Edward's wife Elizabeth was born in Sydney, Australia in October 1838 and came to New Zealand in 1840 with her mother. The Hannken family settled first in the Coromandel, later moving to Auckland. Elizabeth met Edward through the Auckland Choral Society. They were both amongst the foundation members in 1856.

With Elizabeth, he had 13 children. Only 9 of their children would survive through til adulthood:
- Arthur Edward (1859– 1940)
- Frederick Adolphous (1862– 1899)
- Alfred Martin (186?- 1929)
- Matilda Louisa (1867–1868)
- Emily Bertha (1869–1944)
- Harold Edgar (1871– 1872)
- Mabel Theresa (1872–1873)
- Albert Ernest (1873– 1940)
- May Elizabeth (1875– 1951)
- Eva Rosine (1877– 1954)
- Percival Leonard (1878– 1908)
- Amy Zealandia (1879– 1880)
- Claude Victor (1881– 1919)
Edward was the great-uncle of Illustrator Harry Rountree, the son of his niece by his elder brother Robert, Julia Bartley.

==Death==
Bartley died at his home in Devonport on 28 May 1919, at the age of 80 and was buried at O'Neill's Point Cemetery. His wife Elizabeth would die two years later on 27 December 1921.

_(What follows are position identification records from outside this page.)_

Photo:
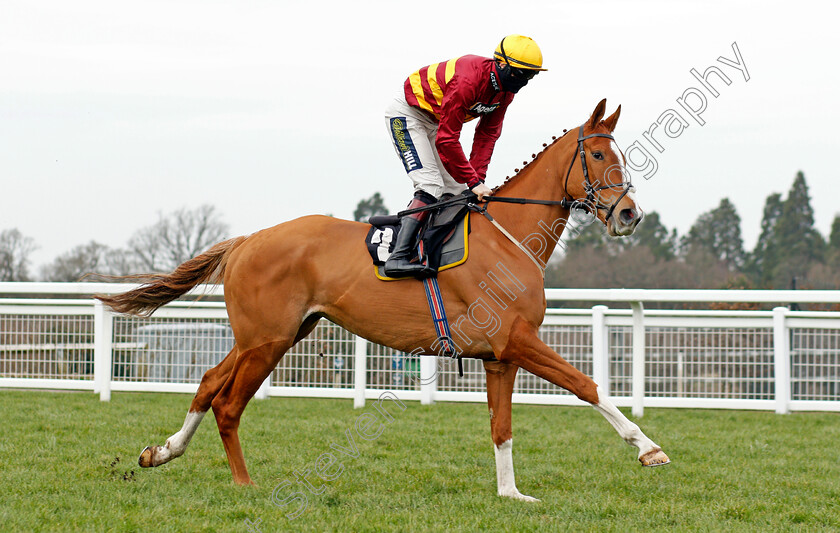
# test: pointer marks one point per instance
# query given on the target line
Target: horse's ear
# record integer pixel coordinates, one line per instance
(611, 121)
(598, 114)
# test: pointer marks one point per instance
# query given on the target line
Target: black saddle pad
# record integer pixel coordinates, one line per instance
(444, 240)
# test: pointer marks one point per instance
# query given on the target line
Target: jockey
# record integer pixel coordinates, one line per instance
(425, 127)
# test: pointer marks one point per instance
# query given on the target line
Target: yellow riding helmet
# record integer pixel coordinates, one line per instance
(520, 52)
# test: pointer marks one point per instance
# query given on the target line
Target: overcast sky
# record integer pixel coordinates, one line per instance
(114, 112)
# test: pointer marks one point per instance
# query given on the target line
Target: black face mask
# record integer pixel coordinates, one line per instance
(513, 78)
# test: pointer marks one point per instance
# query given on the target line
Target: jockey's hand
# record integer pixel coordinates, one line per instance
(481, 190)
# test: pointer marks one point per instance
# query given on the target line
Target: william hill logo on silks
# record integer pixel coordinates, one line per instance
(402, 140)
(483, 109)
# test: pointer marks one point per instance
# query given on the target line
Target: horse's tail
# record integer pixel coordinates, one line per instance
(160, 289)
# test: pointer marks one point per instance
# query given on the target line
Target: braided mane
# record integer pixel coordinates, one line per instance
(534, 157)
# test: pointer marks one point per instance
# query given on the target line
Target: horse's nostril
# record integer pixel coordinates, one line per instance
(628, 216)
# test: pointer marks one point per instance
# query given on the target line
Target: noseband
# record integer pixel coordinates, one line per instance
(592, 202)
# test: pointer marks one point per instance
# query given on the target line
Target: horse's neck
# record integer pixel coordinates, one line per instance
(542, 179)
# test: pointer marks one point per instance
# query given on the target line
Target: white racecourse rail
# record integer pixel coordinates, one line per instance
(55, 336)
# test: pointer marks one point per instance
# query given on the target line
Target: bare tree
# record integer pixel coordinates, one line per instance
(73, 265)
(14, 255)
(176, 238)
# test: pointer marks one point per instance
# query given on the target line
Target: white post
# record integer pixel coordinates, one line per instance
(600, 352)
(781, 360)
(360, 372)
(638, 359)
(103, 332)
(428, 378)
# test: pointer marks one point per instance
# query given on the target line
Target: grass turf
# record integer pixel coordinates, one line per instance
(68, 463)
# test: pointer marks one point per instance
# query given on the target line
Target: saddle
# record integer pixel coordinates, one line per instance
(443, 242)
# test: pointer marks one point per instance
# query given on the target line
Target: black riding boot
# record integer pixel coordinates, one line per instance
(398, 264)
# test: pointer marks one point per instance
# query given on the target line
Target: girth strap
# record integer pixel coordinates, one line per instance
(446, 344)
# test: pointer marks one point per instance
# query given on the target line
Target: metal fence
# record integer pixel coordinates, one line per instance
(776, 359)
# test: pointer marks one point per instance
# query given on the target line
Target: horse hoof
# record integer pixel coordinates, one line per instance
(516, 495)
(655, 457)
(147, 457)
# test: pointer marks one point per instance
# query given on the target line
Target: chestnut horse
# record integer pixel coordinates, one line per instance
(281, 281)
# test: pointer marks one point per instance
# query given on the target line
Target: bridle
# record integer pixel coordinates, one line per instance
(592, 202)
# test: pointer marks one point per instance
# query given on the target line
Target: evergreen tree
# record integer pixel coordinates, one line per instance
(764, 257)
(798, 244)
(834, 237)
(367, 208)
(718, 233)
(654, 235)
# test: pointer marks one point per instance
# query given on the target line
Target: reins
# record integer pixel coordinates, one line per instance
(591, 202)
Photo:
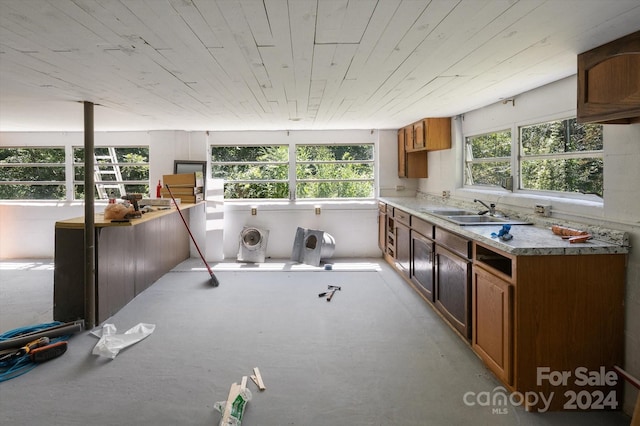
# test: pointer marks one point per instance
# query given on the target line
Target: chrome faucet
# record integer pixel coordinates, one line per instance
(491, 208)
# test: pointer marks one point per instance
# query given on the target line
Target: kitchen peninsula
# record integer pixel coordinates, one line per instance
(129, 257)
(530, 307)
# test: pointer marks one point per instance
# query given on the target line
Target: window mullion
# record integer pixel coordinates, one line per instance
(293, 178)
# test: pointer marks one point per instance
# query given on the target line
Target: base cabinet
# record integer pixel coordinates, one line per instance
(492, 303)
(530, 318)
(403, 242)
(382, 227)
(536, 317)
(422, 261)
(452, 278)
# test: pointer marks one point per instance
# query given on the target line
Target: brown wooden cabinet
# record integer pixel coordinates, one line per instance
(402, 238)
(492, 307)
(422, 257)
(452, 264)
(609, 82)
(432, 134)
(555, 312)
(410, 164)
(382, 227)
(128, 259)
(418, 136)
(558, 312)
(415, 140)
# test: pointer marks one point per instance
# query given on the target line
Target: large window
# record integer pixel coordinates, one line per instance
(560, 155)
(32, 173)
(488, 159)
(295, 172)
(117, 171)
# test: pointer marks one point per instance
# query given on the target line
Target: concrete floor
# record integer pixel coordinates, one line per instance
(377, 354)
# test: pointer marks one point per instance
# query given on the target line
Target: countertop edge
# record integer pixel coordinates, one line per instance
(100, 222)
(482, 234)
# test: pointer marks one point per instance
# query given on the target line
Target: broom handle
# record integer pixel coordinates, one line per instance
(189, 231)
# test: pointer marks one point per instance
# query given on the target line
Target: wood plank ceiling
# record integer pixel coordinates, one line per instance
(278, 64)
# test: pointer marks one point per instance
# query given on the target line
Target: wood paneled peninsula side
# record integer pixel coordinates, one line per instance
(129, 257)
(531, 308)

His obituary appeared in the Taranaki Daily News on 31 May 1919: "Mr. Edward Bartley, architect, aged 81 years, was found dead in bed on Wednesday. The late Mr. Bartley was born in Jersey, Channel Islands, and was educated there. He received his early training from his father, who was an architect and builder. In 1854 he came to New Zealand in the ship Joseph Fletcher, in company with his elder brother, Mr. Robert Bartley. For the past quarter of a century he had devoted his energies exclusively to architecture, designing and supervising the erection of several of Auckland's most handsome buildings, including the Auckland Savings Bank, the Jewish Synagogue, Opera House, and other noticeable structures. Other noteworthy specimens of the late gentleman's skill and judgment are several city and suburban churches. He was diocesan architect for the Church of England, and was widely experienced in church architecture. The late Mr. Bartley was one of the first members of the Auckland Choral Society, established in 1855, and for fourteen years was choirmaster of the Trinity Church, Devonport, where he had resided for many years. One of his many good works was the establishment of a boys' workshop (in connection with the district school), where for two nights a week for ten years he gave instruction .The workshop took a first award at the Industrial Exhibition in Auckland. The late Mr. Bartley was a devoted lover of science, his scientific use of the microscope having been a hobby for over forty years."